En effet, les mutuelles ont pour objet de couvrir les services de soins de santé en cas de maladie, d’accident et de maternité sous la branche de soins de santé ; les allocations familiales et de maternité sous la branche de prestations familiales ; et les allocations de vieillesse et de décès sous la branche de pensions. Elles peuvent dans leurs statuts instituer d’autres prestations en faveur de membres adhérents et de personnes à leur charge.

Au sens de la nouvelle loi, on entend par mutuelle, tout groupement des personnes physiques ou morales de droit privé, à but non lucratif qui au moyen des cotisations de ses membres, se propose de mener dans l’intérêt de ceux-ci et/ou des personnes à leur charge, des actions de prévoyance, de solidarité et d’entraide.

Et la mutuelle d’entreprise ou d’administration est celle qui exerce ses activités dans l’intérêt des salariés et des anciens salariés d’une entreprise ou d’une administration déterminée ainsi que des personnes à leur charge. Par ailleurs, le risque social est toute situation susceptible d’affecter la vie d’une personne et dont la réparation des conséquences est garantie par une mutuelle à ses membres. Toute personne âgée de 18 ans révolus peut être membre d’une mutuelle. La femme mariée peut valablement s’affilier à une mutuelle sans autorisation ni opposition de son conjoint.

Prise de conscience timide

Depuis que la loi 17-002 a été promulguée, la prise de conscience par la population est plus timide et peut parfois passer pour un désintérêt en matière de protection sociale. C’est pourquoi, l’État doit avoir une politique incitative.
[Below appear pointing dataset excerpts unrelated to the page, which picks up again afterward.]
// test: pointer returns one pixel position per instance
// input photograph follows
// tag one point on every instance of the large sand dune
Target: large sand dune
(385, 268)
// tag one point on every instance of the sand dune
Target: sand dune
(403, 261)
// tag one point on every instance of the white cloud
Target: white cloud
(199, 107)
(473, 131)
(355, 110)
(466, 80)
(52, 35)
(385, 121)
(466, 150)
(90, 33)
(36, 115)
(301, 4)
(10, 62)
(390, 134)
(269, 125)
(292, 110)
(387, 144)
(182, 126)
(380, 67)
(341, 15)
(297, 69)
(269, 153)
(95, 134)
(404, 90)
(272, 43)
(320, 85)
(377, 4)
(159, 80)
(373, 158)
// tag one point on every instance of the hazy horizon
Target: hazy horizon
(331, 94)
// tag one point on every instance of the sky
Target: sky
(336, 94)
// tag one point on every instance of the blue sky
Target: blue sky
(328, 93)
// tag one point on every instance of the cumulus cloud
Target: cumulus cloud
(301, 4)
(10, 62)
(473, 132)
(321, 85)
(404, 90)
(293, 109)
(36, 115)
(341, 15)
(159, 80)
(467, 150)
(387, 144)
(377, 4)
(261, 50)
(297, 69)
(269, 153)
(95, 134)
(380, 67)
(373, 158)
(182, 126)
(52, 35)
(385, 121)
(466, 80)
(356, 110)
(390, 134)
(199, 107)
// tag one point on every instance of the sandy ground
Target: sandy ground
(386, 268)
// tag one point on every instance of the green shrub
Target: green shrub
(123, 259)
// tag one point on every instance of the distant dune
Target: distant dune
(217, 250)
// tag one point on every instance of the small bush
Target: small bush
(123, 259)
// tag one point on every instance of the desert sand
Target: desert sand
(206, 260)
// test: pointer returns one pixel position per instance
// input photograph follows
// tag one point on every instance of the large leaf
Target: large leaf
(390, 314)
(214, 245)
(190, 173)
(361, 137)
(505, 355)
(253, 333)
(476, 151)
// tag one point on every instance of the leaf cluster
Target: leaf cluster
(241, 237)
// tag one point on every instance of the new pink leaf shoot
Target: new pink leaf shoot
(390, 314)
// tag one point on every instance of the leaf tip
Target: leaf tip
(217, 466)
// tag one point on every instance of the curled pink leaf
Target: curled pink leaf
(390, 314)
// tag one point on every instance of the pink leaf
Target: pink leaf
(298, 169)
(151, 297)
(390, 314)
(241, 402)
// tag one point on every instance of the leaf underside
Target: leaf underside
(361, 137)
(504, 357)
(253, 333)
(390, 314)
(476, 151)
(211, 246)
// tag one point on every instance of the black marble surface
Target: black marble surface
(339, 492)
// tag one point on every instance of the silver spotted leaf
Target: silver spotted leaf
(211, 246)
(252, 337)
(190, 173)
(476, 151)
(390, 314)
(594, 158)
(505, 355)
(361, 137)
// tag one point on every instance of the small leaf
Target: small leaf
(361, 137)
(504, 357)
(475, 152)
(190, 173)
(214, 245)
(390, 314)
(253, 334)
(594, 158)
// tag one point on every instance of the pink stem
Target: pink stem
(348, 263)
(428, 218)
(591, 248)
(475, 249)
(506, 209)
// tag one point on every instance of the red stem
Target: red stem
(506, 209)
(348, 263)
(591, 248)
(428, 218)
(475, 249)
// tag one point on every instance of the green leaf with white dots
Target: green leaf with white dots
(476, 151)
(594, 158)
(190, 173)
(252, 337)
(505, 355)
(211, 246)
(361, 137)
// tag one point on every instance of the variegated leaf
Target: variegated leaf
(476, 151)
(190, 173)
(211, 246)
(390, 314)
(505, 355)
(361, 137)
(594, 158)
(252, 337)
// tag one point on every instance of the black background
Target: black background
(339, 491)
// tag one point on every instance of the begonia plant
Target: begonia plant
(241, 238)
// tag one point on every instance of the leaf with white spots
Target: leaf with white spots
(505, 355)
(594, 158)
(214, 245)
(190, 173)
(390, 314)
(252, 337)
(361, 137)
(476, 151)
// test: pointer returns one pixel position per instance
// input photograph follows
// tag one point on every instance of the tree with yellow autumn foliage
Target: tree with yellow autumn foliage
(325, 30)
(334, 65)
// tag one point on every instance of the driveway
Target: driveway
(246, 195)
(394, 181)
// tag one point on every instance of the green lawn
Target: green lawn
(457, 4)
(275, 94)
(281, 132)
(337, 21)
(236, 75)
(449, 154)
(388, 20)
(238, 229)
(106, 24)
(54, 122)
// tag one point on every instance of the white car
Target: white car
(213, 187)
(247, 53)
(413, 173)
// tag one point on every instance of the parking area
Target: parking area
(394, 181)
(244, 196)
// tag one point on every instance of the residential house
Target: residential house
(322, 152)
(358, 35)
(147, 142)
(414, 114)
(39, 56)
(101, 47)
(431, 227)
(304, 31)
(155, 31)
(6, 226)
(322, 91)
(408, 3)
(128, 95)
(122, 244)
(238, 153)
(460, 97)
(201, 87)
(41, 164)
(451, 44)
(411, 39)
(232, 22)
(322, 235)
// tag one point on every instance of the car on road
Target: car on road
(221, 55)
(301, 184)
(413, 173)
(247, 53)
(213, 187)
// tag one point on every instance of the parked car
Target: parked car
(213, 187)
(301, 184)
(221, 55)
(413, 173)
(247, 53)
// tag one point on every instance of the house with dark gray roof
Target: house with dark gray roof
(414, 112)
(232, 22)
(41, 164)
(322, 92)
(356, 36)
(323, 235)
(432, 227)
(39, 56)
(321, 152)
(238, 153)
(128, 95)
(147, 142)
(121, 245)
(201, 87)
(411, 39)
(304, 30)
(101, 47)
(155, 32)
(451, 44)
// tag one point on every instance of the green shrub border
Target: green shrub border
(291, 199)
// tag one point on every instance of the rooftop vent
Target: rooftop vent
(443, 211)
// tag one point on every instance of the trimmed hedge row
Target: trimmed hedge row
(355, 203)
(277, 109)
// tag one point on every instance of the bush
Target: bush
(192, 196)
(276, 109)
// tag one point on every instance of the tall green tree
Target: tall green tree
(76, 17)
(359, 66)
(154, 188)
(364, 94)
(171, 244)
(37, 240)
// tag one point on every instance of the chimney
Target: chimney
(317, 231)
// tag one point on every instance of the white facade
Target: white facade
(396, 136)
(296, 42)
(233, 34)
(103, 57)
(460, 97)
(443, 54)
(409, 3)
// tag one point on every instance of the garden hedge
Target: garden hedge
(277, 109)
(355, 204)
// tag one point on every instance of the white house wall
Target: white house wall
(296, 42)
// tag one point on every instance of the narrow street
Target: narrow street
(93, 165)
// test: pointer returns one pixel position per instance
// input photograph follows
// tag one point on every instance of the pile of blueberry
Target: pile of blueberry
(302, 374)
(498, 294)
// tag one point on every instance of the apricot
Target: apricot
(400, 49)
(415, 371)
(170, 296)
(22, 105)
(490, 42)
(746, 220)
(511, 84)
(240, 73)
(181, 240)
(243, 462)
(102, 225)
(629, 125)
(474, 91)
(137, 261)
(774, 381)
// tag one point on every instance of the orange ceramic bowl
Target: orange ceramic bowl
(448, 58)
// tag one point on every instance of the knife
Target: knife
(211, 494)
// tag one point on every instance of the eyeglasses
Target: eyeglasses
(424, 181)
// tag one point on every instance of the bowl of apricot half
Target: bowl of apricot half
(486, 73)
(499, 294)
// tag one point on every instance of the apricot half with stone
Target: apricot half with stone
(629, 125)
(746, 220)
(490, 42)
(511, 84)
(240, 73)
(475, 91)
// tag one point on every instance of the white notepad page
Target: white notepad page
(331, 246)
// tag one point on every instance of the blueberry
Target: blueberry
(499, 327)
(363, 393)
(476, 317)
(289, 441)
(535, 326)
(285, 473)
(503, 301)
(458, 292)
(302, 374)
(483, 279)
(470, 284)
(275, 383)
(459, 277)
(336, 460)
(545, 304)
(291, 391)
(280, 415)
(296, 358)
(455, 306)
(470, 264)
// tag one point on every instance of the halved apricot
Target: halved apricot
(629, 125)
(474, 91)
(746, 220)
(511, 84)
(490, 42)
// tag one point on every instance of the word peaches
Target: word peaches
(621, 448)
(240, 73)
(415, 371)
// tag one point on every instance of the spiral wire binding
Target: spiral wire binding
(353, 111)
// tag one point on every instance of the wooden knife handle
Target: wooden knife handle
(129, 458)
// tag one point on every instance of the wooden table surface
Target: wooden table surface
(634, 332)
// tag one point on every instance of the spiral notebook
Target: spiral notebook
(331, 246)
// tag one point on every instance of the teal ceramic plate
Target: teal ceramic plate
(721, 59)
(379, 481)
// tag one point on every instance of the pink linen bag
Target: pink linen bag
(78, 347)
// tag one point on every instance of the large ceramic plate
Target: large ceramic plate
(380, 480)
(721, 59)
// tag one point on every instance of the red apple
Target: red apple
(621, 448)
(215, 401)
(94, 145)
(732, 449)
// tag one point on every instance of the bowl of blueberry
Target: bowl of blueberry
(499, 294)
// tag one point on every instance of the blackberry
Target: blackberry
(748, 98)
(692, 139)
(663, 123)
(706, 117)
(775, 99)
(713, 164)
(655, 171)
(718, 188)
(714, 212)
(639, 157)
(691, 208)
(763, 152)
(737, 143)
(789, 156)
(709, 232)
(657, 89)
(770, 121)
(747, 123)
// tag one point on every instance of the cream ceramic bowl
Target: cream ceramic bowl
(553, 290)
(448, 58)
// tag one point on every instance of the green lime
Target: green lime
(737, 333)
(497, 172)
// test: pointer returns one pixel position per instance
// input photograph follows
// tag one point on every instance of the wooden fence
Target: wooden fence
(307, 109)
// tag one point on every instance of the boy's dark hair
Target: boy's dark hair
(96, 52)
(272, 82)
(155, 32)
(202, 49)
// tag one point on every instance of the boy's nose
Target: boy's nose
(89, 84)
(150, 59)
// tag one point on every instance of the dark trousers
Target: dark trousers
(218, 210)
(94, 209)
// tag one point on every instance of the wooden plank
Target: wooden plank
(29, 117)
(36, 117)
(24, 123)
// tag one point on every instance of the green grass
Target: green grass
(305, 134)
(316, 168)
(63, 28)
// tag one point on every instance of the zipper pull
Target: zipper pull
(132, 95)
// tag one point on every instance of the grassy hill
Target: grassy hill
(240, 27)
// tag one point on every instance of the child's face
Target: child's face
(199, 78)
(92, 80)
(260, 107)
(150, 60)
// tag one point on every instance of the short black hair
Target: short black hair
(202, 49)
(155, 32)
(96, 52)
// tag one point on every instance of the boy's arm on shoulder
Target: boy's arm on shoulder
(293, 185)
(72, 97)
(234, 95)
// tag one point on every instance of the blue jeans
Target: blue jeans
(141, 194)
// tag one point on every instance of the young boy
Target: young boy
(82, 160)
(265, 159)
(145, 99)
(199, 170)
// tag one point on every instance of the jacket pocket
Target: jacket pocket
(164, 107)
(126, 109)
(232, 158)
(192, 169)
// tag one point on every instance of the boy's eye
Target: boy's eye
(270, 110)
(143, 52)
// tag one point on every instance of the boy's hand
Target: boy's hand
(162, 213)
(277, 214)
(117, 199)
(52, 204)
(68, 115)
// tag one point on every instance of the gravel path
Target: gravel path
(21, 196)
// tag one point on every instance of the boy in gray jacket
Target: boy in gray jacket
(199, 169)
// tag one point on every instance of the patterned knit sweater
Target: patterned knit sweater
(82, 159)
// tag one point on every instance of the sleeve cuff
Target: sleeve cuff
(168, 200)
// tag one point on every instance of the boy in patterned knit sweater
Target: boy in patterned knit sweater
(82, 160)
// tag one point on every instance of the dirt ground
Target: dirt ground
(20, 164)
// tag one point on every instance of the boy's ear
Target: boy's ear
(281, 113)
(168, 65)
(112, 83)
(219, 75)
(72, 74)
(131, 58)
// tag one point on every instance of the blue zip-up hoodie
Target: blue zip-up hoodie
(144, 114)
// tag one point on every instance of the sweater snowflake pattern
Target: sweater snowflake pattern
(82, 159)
La loi prévoit que le pouvoir central et les provinces prennent des mesures incitatives au profit des mutuelles, unions, fédérations et réunions des mutuelles légalement constituées. À ce titre, ils leur accordent les avantages dont elles ont besoin dans l’exercice de leur activité, notamment des allègements fiscaux que cette loi prévoit et des subventions nécessaires à la réalisation de leur mission.

Un Fonds national d’actions mutualistes est chargé d’accorder des subventions ou des prêts, notamment aux mutuelles qui ont été victimes de tout fait quelconque ou de tout autre dommage résultant d’un cas de force majeure ou qui ont fait face à des risques exceptionnels. Le fonds contribue aux dépenses de promotion et d’éducation mutualistes sous forme de prêts.